Partition function in RBMs and why exact likelihood training is infeasible
In an RBM the unnormalized probability is straightforward to evaluate for any configuration via the energy computation, but the partition function requires summing exp(−energy) over all 2^n × 2^m combinations of visible and hidden binary variables.
- This exponential summation makes exact computation of normalized probabilities impractical except for very small models, so directly applying maximum likelihood is infeasible at realistic scales.
- Learning therefore relies on approximate methods that either estimate gradients via Monte Carlo sampling or perform specialized approximations that avoid exact evaluation of Z, acknowledging that parameter changes affect both the unnormalized numerator and the partition-function denominator.

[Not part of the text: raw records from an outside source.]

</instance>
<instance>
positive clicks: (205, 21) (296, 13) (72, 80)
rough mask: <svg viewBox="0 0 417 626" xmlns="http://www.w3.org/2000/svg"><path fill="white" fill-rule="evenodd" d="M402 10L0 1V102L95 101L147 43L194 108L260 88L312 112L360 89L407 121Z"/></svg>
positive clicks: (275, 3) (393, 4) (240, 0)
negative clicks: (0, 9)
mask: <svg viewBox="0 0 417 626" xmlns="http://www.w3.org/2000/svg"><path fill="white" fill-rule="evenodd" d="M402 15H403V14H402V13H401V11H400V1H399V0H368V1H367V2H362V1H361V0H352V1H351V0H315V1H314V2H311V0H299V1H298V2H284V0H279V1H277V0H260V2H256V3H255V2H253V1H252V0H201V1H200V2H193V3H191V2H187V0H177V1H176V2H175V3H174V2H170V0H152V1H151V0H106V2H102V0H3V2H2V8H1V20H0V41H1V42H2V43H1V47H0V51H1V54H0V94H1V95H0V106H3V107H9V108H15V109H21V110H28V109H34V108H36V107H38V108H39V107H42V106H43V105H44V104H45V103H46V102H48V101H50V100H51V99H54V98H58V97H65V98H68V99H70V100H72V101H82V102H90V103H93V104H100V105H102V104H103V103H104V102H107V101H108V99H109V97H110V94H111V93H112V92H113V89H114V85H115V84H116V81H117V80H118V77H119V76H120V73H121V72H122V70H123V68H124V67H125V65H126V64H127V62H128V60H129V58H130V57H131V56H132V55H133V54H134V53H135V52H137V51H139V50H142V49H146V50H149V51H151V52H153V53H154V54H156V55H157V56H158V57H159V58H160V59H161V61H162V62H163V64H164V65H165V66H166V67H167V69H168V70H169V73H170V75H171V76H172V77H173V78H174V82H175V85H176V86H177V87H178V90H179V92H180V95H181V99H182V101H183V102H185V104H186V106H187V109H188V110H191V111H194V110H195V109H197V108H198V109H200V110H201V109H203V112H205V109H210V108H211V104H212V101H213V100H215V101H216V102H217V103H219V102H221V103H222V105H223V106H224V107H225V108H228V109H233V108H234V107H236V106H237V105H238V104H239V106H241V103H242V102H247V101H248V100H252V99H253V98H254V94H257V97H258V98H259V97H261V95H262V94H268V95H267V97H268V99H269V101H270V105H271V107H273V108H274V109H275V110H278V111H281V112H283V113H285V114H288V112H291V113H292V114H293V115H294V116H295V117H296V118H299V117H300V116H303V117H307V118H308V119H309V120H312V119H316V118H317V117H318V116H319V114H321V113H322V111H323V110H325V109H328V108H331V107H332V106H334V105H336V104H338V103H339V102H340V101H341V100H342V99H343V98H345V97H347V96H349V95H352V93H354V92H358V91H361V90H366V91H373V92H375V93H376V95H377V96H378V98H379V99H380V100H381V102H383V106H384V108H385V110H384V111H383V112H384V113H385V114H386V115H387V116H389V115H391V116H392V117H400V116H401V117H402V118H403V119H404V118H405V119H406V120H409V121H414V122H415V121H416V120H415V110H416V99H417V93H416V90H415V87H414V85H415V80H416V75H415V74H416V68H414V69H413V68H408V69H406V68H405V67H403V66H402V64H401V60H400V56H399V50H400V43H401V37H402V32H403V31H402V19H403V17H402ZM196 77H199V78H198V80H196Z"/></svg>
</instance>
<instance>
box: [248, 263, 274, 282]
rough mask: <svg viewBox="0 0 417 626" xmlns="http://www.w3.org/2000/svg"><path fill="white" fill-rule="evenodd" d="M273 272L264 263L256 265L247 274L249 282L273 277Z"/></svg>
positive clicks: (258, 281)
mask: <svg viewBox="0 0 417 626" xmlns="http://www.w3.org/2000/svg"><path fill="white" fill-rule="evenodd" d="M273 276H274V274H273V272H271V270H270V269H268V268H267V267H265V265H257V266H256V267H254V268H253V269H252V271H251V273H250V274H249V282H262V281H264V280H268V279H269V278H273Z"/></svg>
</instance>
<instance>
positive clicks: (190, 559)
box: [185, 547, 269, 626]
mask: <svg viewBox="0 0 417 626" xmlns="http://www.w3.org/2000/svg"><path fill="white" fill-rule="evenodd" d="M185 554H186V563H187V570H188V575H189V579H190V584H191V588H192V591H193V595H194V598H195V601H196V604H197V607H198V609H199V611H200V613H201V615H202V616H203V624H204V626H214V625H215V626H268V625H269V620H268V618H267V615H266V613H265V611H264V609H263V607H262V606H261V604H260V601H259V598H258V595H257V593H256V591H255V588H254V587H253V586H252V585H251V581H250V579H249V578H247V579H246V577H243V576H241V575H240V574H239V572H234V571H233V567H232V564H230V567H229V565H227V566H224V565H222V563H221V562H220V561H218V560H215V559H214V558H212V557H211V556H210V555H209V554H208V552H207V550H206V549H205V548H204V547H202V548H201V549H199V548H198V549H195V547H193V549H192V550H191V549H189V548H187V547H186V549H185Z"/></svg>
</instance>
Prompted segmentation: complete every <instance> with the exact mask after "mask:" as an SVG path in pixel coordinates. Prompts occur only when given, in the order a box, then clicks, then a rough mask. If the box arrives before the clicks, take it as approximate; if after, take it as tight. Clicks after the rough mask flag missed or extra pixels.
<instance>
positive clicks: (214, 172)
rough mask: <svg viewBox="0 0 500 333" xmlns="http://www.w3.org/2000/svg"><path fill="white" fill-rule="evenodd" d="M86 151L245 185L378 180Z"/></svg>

The lecture frames contrastive methods as a practical solution to this challenge.
Gradient of the log-likelihood and the contrastive-divergence Monte Carlo approximation
The exact gradient of the log-likelihood for an EBM decomposes into two terms:
- The gradient of the energy evaluated at a data point (the positive term).
- Minus the expected gradient of the energy under the model distribution (the negative term).
The second term is an expectation over the model distribution and therefore depends on Z_theta implicitly; computing it exactly is intractable but it can be approximated with Monte Carlo by drawing samples from the model.
Contrastive Divergence (CD) approximates this expected term with a small number of samples (often one), yielding a low-bias stochastic estimate of the gradient direction that increases the model’s relative probability of observed data compared to typical model samples. This operationalizes the intuitive objective of making training data more likely than typical negative samples drawn from the current model.
Sampling from EBMs using local proposals and Markov chain Monte Carlo
Sampling from high-dimensional EBMs typically uses Markov chain Monte Carlo (MCMC) methods that perform local proposals followed by accept/reject decisions so samples asymptotically follow the target distribution.
A generic MCMC sampling loop looks like this:
- Initialize x (e.g., random or previous state).
- Propose a local perturbation (for example, add noise or make a small move).
- Compare unnormalized probabilities (or energies) of proposed and current states. Uphill (higher-probability) proposals are accepted deterministically; downhill moves are accepted probabilistically according to a Metropolis–Hastings acceptance rule based on the ratio of unnormalized densities.
- Repeat steps 2–3 many times to allow exploration and mixing.
Occasional acceptance of downhill proposals is essential to avoid trapping in local modes and to permit exploration of the state space. Running the chain for sufficiently many iterations yields samples from the true model in the limit.
Practical MCMC for EBMs can be computationally expensive and requires careful proposal design and mixing diagnostics, but it provides a principled mechanism both for sampling and for generating the negative samples used in contrastive learning.